Commit 2d4bcf886e42 ("exit: Remove profile_task_exit & profile_munmap")
simplified the code, but also removed profile_task_exit(), which may
prevent third-party kernel modules from detecting process exits timely.

Add the new trace_sched_profile_task_exit() this way a user-space monitor
could detect the exits and potentially make some preparations in advance.

I don't see any explanation justifying adding an extra tracepoint
rather than just moving trace_sched_process_exit() earlier in do_exit().

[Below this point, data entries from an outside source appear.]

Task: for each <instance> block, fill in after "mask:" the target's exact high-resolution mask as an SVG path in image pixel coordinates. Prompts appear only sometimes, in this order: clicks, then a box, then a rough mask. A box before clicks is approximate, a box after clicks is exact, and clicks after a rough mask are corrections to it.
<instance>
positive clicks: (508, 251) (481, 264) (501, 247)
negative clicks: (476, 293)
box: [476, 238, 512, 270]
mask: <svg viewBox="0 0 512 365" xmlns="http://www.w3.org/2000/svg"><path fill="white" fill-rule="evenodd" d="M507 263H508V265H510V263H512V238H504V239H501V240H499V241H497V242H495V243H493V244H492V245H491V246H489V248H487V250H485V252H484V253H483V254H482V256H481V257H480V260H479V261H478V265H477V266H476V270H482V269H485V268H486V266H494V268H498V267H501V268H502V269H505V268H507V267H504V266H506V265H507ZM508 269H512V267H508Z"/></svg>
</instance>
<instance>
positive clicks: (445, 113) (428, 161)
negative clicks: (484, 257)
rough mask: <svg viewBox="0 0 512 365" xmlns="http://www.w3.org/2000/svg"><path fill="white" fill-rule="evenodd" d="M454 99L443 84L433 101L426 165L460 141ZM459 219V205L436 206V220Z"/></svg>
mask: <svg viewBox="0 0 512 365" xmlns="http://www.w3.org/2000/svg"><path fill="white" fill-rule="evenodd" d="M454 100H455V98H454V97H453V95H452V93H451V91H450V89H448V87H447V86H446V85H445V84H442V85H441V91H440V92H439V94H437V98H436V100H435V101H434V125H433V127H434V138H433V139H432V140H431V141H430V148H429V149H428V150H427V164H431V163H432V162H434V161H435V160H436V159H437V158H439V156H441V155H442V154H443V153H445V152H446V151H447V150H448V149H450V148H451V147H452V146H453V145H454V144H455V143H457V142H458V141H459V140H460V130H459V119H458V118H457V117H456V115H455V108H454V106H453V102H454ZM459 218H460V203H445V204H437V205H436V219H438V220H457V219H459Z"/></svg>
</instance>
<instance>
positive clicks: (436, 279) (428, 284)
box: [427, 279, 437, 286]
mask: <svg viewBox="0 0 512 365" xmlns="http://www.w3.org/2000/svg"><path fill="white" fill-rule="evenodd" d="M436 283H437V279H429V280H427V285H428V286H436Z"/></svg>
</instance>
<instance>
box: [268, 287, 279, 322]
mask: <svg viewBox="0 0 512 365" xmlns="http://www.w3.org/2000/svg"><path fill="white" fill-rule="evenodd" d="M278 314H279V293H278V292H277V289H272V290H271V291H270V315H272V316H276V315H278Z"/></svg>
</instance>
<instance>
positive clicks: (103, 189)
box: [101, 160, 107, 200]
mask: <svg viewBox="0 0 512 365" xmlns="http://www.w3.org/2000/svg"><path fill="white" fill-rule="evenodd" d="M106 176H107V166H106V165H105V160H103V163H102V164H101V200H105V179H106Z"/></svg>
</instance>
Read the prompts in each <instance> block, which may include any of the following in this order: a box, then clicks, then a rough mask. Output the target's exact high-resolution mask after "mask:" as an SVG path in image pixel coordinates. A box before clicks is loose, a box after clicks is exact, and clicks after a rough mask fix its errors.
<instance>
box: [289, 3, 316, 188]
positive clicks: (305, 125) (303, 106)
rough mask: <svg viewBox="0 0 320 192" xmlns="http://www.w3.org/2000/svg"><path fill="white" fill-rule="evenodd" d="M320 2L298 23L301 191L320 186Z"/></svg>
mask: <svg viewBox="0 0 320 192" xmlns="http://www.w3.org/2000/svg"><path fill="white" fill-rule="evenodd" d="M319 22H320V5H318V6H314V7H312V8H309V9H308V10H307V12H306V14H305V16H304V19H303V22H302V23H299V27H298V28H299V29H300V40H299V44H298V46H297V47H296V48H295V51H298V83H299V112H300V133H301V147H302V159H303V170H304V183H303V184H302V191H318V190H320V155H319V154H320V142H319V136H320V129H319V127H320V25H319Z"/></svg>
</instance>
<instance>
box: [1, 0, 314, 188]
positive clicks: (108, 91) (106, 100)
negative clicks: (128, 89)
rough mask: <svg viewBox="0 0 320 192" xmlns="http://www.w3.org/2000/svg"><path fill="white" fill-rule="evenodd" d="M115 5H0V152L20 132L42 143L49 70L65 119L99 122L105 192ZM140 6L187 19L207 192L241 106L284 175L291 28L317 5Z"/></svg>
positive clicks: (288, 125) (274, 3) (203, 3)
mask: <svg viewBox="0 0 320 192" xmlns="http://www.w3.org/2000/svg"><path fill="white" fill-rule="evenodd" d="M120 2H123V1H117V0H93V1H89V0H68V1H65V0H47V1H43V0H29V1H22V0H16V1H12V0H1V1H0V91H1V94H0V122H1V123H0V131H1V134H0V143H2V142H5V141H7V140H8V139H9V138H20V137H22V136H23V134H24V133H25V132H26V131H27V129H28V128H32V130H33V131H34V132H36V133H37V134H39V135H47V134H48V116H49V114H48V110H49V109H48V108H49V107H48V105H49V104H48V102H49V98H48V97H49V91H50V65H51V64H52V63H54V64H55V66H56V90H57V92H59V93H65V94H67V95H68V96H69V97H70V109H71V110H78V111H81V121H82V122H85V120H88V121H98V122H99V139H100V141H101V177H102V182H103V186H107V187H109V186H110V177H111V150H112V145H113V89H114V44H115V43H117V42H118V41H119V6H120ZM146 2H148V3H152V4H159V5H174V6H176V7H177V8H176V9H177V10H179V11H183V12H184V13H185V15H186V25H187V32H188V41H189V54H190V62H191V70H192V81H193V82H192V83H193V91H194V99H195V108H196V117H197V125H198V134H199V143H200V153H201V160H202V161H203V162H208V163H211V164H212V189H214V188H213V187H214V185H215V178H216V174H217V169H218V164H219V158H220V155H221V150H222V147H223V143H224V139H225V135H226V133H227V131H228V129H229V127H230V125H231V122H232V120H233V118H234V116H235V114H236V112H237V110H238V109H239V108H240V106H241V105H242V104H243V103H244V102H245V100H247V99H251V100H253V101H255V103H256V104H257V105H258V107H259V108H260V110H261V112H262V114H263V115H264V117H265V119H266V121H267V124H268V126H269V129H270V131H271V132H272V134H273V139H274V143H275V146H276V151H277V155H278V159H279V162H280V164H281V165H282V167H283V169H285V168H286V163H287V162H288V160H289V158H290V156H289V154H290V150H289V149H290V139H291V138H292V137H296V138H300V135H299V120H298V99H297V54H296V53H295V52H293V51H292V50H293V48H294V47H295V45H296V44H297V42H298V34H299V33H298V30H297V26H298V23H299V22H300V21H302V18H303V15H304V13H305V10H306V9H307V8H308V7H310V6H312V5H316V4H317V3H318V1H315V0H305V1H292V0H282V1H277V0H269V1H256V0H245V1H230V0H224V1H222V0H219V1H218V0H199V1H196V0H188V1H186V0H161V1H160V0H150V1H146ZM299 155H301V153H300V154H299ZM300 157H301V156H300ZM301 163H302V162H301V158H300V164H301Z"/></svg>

Why is moving trace_sched_process_exit() earlier in do_exit() an issue,
considering that any tracer interested in knowing the point where a task
is really reclaimed (from zombie state) is trace_sched_process_free()
called from delayed_put_task_struct() ?

Thanks,

Mathieu


Thanks.
We will make the modifications according to your suggestions.

--
Best wishes,
Wen


Signed-off-by: Wen Yang <wenyang.linux@xxxxxxxxxxx>
Cc: Oleg Nesterov <oleg@xxxxxxxxxx>
Cc: Steven Rostedt <rostedt@xxxxxxxxxxx>
Cc: Masami Hiramatsu <mhiramat@xxxxxxxxxx>
Cc: Mathieu Desnoyers <mathieu.desnoyers@xxxxxxxxxxxx>
Cc: Ingo Molnar <mingo@xxxxxxxxxx>
Cc: Mel Gorman <mgorman@xxxxxxxxxxxxxxxxxxx>
Cc: Peter Zijlstra <peterz@xxxxxxxxxxxxx>
Cc: linux-kernel@xxxxxxxxxxxxxxx
---
  include/trace/events/sched.h | 28 ++++++++++++++++++++++++++++
  kernel/exit.c                |  1 +
  2 files changed, 29 insertions(+)

diff --git a/include/trace/events/sched.h b/include/trace/events/sched.h
index dbb01b4b7451..750b2f0bdf69 100644
--- a/include/trace/events/sched.h
+++ b/include/trace/events/sched.h
@@ -341,6 +341,34 @@ DEFINE_EVENT(sched_process_template, sched_wait_task,
      TP_PROTO(struct task_struct *p),
      TP_ARGS(p));
+/*
+ * Tracepoint for profiling a task that is starting to exit:
+ */
+TRACE_EVENT(sched_profile_task_exit,
+
+    TP_PROTO(struct task_struct *task, long code),
+
+    TP_ARGS(task, code),
+
+    TP_STRUCT__entry(
+        __array(    char,    comm,    TASK_COMM_LEN    )
+        __field(    pid_t,    pid            )
+        __field(    int,    prio            )
+        __field(    long,    code            )
+    ),
+
+    TP_fast_assign(
+        memcpy(__entry->comm, task->comm, TASK_COMM_LEN);
+        __entry->pid        = task->pid;
+        __entry->prio        = task->prio;
+        __entry->code        = code;
+    ),
+
+    TP_printk("comm=%s pid=%d prio=%d exit_code=0x%lx",
+          __entry->comm, __entry->pid, __entry->prio,
+          __entry->code)
+);
+
  /*
   * Tracepoint for a waiting task:
   */
diff --git a/kernel/exit.c b/kernel/exit.c
index 493647fd7c07..f675f879a1b2 100644
--- a/kernel/exit.c
+++ b/kernel/exit.c
@@ -826,6 +826,7 @@ void __noreturn do_exit(long code)
      WARN_ON(tsk->plug);
+    trace_sched_profile_task_exit(tsk, code);
      kcov_task_exit(tsk);
      kmsan_task_exit(tsk);